Gabriel FAURÉ : Mélodies. Thibaut Lenaerts, ténor, Philippe Riga, piano. 1CD Muso : MU-017. TT.: 53'10.

Il est rare d'entendre des mélodies de Fauré interprétées par un ténor. Et par un ténor rompu à la musique baroque, peut-être plus encore. Le fait est que passé l'effet de surprise, ce disque invite à repenser la manière dont on conçoit la musique vocale de ce compositeur. Thibaut Lenaerts a conçu son programme en opérant dans l'immense corpus des mélodies de Fauré un choix original de pièces écrites entre 1861 et 1894, ce qui couvre la première partie de la longue période créatrice du musicien. Il mêle pièces connues et surtout pièces peu jouées. L'autre particularité est le choix de l'instrument d'accompagnement, un piano Erard de 1873, grand format, à la sonorité claire. On passera sur les mélodies comme « Au bord de l'eau », « Après un rêve », « Clair de lune », ou encore l'immanquable « Mandoline » et ses arabesques inouïes sur un piano sublime, exécutées avec tact.

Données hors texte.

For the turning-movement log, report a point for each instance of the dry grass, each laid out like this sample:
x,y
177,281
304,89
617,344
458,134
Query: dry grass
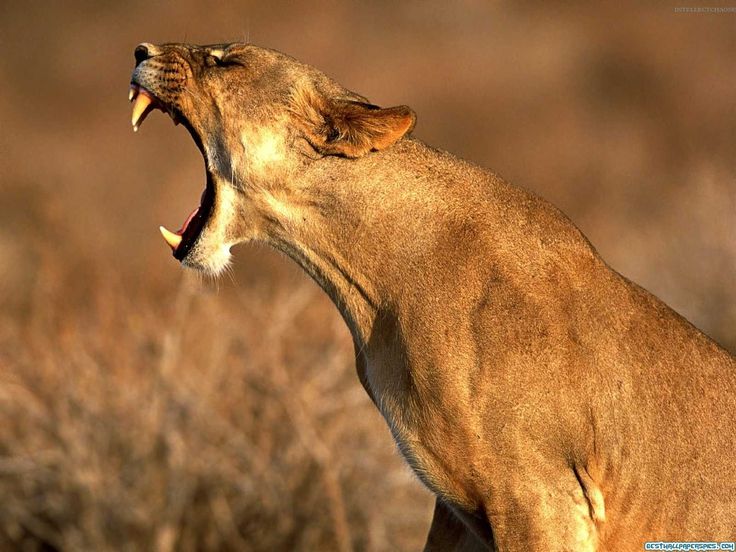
x,y
142,410
194,428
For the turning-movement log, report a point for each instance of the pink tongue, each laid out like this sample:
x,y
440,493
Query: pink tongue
x,y
186,222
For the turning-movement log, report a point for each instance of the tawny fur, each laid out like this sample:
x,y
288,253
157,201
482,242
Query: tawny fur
x,y
548,402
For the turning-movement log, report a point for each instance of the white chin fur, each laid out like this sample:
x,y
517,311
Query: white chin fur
x,y
213,264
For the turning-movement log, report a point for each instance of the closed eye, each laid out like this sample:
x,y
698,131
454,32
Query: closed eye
x,y
219,59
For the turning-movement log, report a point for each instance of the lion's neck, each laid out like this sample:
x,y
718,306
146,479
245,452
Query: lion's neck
x,y
340,226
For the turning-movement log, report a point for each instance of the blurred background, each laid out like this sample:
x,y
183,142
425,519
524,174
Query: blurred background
x,y
141,408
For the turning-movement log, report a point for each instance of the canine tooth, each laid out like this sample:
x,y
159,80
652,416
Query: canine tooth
x,y
172,239
142,101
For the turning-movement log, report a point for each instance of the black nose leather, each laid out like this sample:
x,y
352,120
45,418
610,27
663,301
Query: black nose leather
x,y
142,53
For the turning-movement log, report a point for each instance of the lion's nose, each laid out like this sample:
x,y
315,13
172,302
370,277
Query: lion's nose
x,y
144,51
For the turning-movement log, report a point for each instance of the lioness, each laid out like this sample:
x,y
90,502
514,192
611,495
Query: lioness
x,y
548,402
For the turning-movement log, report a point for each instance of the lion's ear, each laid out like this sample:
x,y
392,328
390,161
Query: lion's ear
x,y
350,128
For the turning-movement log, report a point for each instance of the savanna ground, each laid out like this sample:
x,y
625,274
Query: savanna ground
x,y
141,408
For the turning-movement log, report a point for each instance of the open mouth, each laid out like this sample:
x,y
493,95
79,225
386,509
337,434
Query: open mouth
x,y
181,241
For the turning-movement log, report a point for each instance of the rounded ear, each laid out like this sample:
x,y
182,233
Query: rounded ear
x,y
350,128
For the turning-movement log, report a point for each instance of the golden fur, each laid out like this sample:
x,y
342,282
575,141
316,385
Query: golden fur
x,y
548,402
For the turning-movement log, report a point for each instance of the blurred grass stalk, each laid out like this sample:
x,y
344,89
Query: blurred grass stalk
x,y
130,427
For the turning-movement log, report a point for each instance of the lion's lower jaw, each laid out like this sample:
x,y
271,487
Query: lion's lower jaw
x,y
211,264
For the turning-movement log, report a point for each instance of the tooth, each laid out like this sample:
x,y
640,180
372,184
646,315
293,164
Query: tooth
x,y
142,101
172,239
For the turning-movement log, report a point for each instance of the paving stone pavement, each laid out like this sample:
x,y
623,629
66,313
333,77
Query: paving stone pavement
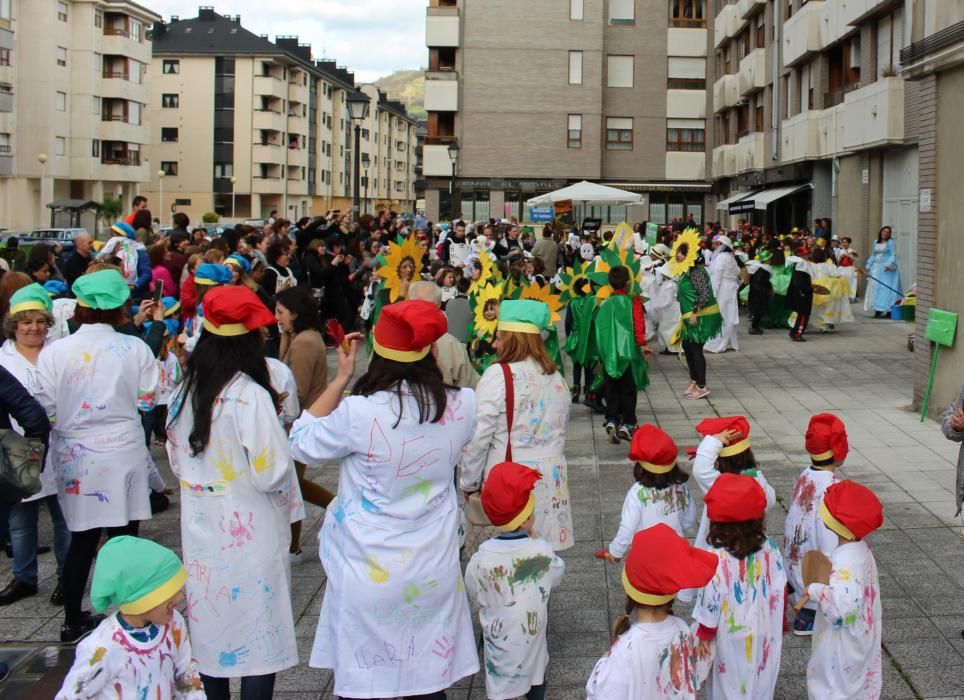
x,y
861,372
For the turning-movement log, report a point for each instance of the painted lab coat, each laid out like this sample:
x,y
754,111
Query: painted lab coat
x,y
804,529
725,278
542,404
645,507
845,658
745,601
395,619
651,661
510,579
235,513
92,383
111,663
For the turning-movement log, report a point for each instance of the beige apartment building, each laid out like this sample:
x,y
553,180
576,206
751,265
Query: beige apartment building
x,y
244,126
73,96
541,93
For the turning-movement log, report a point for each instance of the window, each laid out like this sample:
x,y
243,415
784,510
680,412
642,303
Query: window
x,y
574,133
619,133
687,13
619,71
575,67
686,135
622,11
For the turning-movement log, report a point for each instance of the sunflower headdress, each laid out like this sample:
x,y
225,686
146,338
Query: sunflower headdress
x,y
398,252
691,239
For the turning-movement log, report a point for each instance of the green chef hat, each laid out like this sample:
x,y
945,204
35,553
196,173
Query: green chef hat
x,y
136,575
105,289
524,316
33,297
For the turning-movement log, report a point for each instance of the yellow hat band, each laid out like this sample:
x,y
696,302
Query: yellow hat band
x,y
31,305
835,524
226,329
400,355
158,596
518,327
517,521
644,598
735,449
657,468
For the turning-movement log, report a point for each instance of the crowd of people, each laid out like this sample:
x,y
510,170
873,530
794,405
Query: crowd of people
x,y
452,485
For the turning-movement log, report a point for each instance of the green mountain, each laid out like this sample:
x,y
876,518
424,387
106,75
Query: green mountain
x,y
408,87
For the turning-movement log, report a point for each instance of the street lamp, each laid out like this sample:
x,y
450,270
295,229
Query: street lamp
x,y
454,157
357,111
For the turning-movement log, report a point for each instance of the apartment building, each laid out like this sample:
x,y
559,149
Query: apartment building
x,y
244,126
542,93
812,118
73,91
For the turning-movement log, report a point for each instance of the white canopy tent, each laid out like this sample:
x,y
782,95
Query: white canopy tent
x,y
587,193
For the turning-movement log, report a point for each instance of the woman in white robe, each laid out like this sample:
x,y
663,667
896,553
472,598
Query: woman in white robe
x,y
229,451
395,620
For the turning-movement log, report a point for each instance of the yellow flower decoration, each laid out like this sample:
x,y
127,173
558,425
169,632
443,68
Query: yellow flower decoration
x,y
690,237
397,254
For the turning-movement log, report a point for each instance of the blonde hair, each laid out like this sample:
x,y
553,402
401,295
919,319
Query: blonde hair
x,y
516,347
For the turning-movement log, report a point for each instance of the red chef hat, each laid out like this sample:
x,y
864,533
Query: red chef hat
x,y
851,510
713,426
507,496
234,310
661,563
653,450
827,438
406,330
735,498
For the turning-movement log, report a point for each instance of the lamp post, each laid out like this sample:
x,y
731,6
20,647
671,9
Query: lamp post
x,y
42,159
454,157
357,111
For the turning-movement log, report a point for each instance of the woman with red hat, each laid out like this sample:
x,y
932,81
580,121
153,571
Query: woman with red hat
x,y
395,620
239,494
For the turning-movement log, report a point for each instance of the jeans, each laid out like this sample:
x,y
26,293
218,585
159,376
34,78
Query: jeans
x,y
23,537
252,687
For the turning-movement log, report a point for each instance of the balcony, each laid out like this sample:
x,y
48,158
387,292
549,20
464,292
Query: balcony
x,y
874,115
750,152
801,33
726,24
724,161
442,95
726,92
753,72
442,27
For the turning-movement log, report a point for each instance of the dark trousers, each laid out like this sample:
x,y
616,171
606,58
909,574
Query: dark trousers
x,y
77,563
696,362
252,687
621,398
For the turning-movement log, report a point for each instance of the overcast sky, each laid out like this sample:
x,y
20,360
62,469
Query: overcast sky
x,y
371,37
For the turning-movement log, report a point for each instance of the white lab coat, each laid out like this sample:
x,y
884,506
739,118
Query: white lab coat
x,y
542,405
92,383
725,278
511,579
744,602
395,620
235,512
845,659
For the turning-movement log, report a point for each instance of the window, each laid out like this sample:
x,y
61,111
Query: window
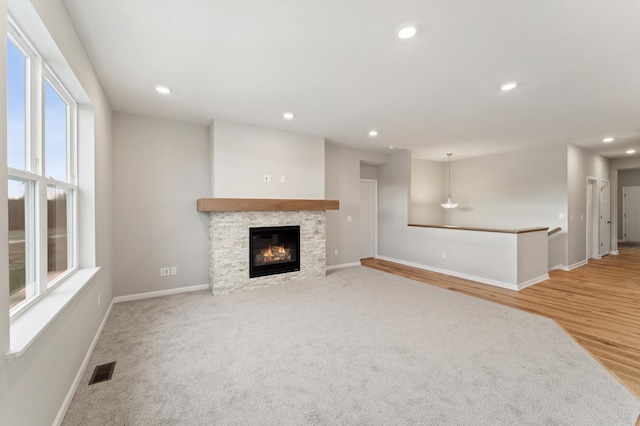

« Einsamkeit » Robert SCHUMANN : Sechs Gedichte und Requiem op. 90, Myrthen op. 25 (extraits), Gesänge op. 89. Matthias Goerne, baryton, Markus Hinterhäuser, piano. 1CD Harmonia Mundi : HMM 902243. TT.: 51'13.

Voici un récital Schumann traité avant tout sur le mode de la confidence, au plus près de l'intime romantique. Matthias Goerne a réuni un bouquet de Lieder autour de deux cycles : les « Sechs Gedichte und Requiem » op. 90 et les « Gesänge » de l'opus 89. Desdits « Six Poèmes », écrits en 1850, sur des textes de Lenau, on perçoit d'emblée le caractère nocturne (« Meine Rose », Ensamkeit »), l'angoisse (« Der schwere Abend »/Triste soir), la romance tour à tour d'une apparemment insouciance et de la prédiction du temps qui passe (« Die Sennin »/La bergère). Partout observe-t-on une déclamation proche du chuchotement, tandis que la partie de piano n'est pas sans évoquer les « Nocturnes » de Chopin. Sans doute, pour des raisons de cohérence du propos, Goerne a-t-il choisi de ne pas donner le premier morceau, « Lied eines Schmiedes »/Chant du foregron, le seul à offrir un ton extraverti.